Anaplastic thyroid cancer (ATC) accounts for only 1 to 2% of all thyroid cancers, but it has the worst prognosis of any cancer, with a median survival of 5 months and a 1-year survival rate of 20% [1]. Cause-specific survival rates (CSS) differ significantly by UICC stage, with 6-month CSS of 60% for stage IVA, 45% for IVB, and 19% for IVC in Japan [2]. Some small studies have shown favorable results with aggressive surgery and adjuvant radiation and chemotherapy, but chemotherapy itself appears to have a limited effect on survival in most studies. The American Thyroid Association guideline [3] introduced regimens for ATC including paclitaxel, docetaxel, doxorubicin, cisplatin, and carboplatin, but there are no systemic therapies of proven benefit in terms of improved survival in advanced ATC [3]. On the other hand, in a trial conducted by the Eastern Cooperative Oncology Group from 1976 to 1982, the median survival of 39 patients with ATC was only 2.7 months, but two responses to doxorubicin plus cisplatin were durable, at 41.3 and 34.7 months, suggesting a possible impact on survival in selected patients with ATC [4].
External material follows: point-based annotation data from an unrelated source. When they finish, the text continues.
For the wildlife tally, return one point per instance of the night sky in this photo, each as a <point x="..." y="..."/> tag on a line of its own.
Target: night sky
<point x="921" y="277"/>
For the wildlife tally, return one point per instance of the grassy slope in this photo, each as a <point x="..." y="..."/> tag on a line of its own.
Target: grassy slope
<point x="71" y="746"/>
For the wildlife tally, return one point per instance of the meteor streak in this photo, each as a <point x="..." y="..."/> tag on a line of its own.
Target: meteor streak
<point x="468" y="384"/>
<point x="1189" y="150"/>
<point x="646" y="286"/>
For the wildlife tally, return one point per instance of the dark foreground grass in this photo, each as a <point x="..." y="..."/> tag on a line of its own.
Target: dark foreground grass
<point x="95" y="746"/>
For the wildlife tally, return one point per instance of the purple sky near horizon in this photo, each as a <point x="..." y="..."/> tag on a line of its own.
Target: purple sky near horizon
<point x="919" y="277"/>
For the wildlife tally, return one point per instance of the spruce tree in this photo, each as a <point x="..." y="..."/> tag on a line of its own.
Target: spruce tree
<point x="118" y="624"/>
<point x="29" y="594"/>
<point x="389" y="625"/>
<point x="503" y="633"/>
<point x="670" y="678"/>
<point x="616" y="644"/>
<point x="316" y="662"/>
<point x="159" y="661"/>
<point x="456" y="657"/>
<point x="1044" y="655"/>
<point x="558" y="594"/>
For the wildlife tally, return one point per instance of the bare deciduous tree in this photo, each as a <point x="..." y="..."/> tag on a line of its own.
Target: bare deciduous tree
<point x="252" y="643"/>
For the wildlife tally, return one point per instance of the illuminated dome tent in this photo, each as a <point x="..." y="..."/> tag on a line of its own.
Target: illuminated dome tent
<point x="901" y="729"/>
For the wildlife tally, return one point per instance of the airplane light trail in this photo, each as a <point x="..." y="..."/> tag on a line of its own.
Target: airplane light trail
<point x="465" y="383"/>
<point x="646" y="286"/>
The histoculture drug response assay (HDRA) is a representative in vitro drug-response assay method used for anticancer agents. Several clinical studies have shown that inhibition rates obtained using the HDRA can predict clinical responses to chemotherapy in patients with lung, breast, uterus, and other malignancies [5-14]. However, there are no reports about thyroid cancer, especially ATC. Therefore, the chemosensitivities of ATC to some major cytotoxic agents were investigated to identify more promising candidates that should be included in new chemotherapeutic regimens.

2. Materials and Methods

2.1. Subjects

Thirty specimens from 22 patients with ATC were obtained from surgically resected subjects. The specimens consisted of 18 primary lesions, 8 cervical local recurrences, 2 lung metastases, 1 axillary lymph node metastasis, and 1 chest wall metastasis. Nineteen of 30 samples had been treated by weekly paclitaxel (80 mg/m2) preoperatively. All specimens were histologically confirmed as ATC or ATC metastasis.

2.2. HDRA Procedure

Surgical specimens were sampled immediately from patients undergoing surgery for ATC. Fresh tumor tissue samples were obtained from each patient and transported to the laboratory at 4°C in Hank's balanced salt solution (HBSS).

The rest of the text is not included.